Em um artigo publicado no jornal O Globo, o vice-reitor da UFRJ, Carlos Frederico Leão Rocha, afirmou que "não dá para manter" o funcionamento com o orçamento destinado. Ele e a reitora Denise Pires de Carvalho escreveram que o funcionamento da universidade se tornaria inviável a partir de julho, após bloqueios de verbas anunciados pelo governo federal.

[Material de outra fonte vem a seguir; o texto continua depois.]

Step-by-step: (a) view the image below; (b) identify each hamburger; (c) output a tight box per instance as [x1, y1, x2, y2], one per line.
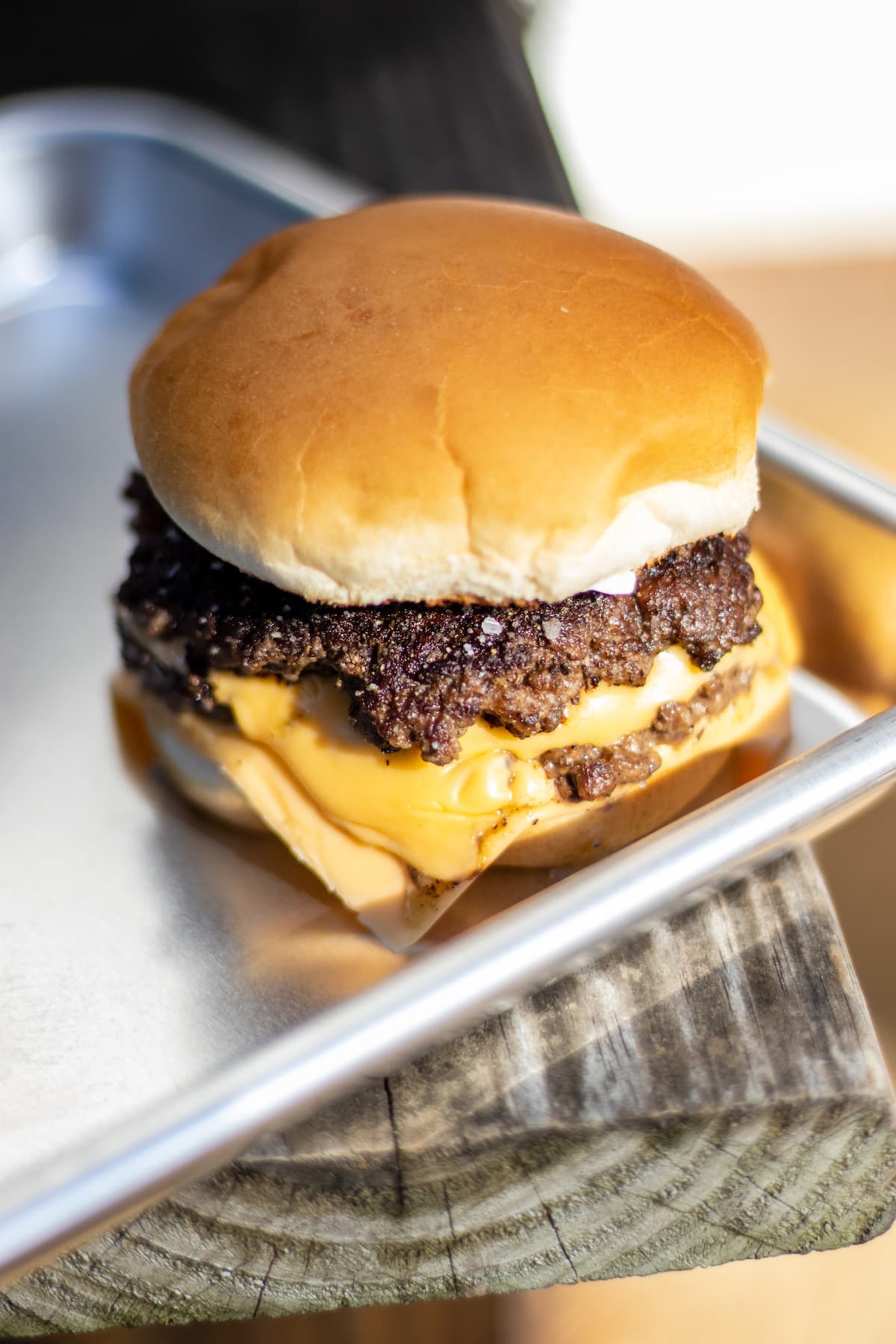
[117, 199, 795, 946]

"Desde 2013, o orçamento das universidades vem sendo radicalmente cortado. O orçamento discricionário aprovado pela Lei Orçamentária para a UFRJ em 2021 é 38% daquele empenhado em 2012. Quando se soma o bloqueio de 18,4% do orçamento aprovado, como anunciado pelo governo, seu funcionamento ficará inviabilizado a partir de julho", diz o texto.

Pesquisas de vacinas contra a Covid-19 podem ser paralisadas

Entre os serviços realizados pela UFRJ que podem ser comprometidos por causa do corte de orçamento, estão pesquisas de duas vacinas nacionais contra a Covid-19 que estão sendo feitas em laboratórios da universidade e se encontram em testes pré-clínicos.

Segundo a universidade, os estudos podem ser interrompidos. Além disso, o funcionamento do Hospital Universitário Clementino Fraga Filho, onde foi instalado um novo CTI e mais de 100 leitos de enfermaria para tratamento da Covid-19, pode ser fechado.

A professora de biologia e mestranda em Educação em Ciências e Saúde pela UFRJ, Flavya Peres, diz que a Educação e a Saúde precisam "andar de mãos dadas" para conseguir enfrentar a maior crise sanitária da história do país.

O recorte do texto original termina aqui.